FAA: zero tolerance policy for unruly passengers now permanent


The U.S. Federal Aviation Administration is making permanent its zero-tolerance policy against unruly air passengers, the agency announced Wednesday.

“Behaving unsafely on an airplane will cost you dearly, that’s a promise,” Acting FAA Administrator Billy Nolen said in a statement.

The FAA implemented the policy on January 13, 2021, after what it called a significant increase in unruly passenger incidents. Under the policy, the FAA issues fines to passengers for unruly behavior instead of warning letters or referrals for guidance, according to the agency.

Most of the passengers reported to the FAA since implementation were for violations of the recently rescinded federal mask mandate, a ruling being appealed by the US Department of Justice. However, in February, the FAA referred 80 unruly passenger cases to the Federal Bureau of Investigation. The agency also works with the Transportation Security Administration to revoke TSA PreCheck from passengers who are fined by the FAA. Earlier this month, the FAA proposed the largest-ever fines against two passengers for alleged unruly behavior of $81,950 and $77,272.

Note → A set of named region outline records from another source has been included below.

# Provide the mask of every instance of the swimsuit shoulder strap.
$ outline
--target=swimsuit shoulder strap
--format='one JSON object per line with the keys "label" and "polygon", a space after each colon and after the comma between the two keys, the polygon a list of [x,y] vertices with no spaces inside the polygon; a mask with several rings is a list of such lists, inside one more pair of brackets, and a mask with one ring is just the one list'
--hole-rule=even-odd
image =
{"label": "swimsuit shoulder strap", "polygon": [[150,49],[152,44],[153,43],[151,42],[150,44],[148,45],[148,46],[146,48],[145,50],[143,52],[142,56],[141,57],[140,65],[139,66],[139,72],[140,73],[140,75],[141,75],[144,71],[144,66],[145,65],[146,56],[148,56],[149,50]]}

However, the three largest U.S. airlines said this week they would allow some passengers who have been placed on internal no-fly lists for non-compliance with the mask mandate to return on board. This includes Delta Air Lines, whose CEO Ed Bastian had led a charge for a federal no-fly list for unruly passengers.

“With masks now optional, Delta will reinstate flight privileges for customers on the no-fly list in the event of mask non-compliance only after each case is reviewed and each customer demonstrates an understanding of their expected behavior when flying with us,” Delta said in a statement. . “Any further disregard for the policies that protect us all will result in placement on Delta’s permanent no-fly list. Customers who have exhibited egregious behavior are already on the permanent no-fly list remain prohibited from flying with Delta.”

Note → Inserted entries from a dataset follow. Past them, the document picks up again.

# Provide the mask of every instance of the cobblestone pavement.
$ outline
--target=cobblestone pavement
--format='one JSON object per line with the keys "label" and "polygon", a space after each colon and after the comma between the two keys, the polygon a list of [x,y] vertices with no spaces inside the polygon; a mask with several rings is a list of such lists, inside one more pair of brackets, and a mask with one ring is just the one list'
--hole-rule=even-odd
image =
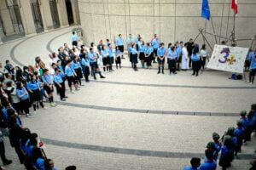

American Airlines said it appreciated the FAA’s announcement, but would also let some affected passengers resume flights. “We are very grateful to our partners and the federal government who have prioritized the safety of our crews, both our ground crews and our air crews, during this time,” the chief business officer said Thursday. US government officials, Nate Gatten, at the company’s press conference. call for first quarter results.

However, Gatten added that “in most cases, passengers who have been added to our internal denial list due to mask non-compliance will be permitted to resume travel at some point. In cases where an incident may have started with a non-compliance face mask and escalated into something involving something more serious or certainly an assault on one of our members or key customers, these passengers will remain on our permanent internal denial list and will not be never allowed to travel with us again.”

United Airlines offered a similar perspective. “Those who have been banned during this period are for a range of behaviors, and some are relatively straightforward,” United chairman Brett Hart said on United’s first-quarter earnings call on Thursday. “But there are those whose behavior has gone beyond a simple general refusal to wear the mask. We will assess this behavior, and if [it] presented a risk to our team members or other customers, these are people who we are less likely to welcome back to our airline. We’re going to take a very thoughtful approach to evaluating this, and we’ll be reaching out to people who have been banned over time.”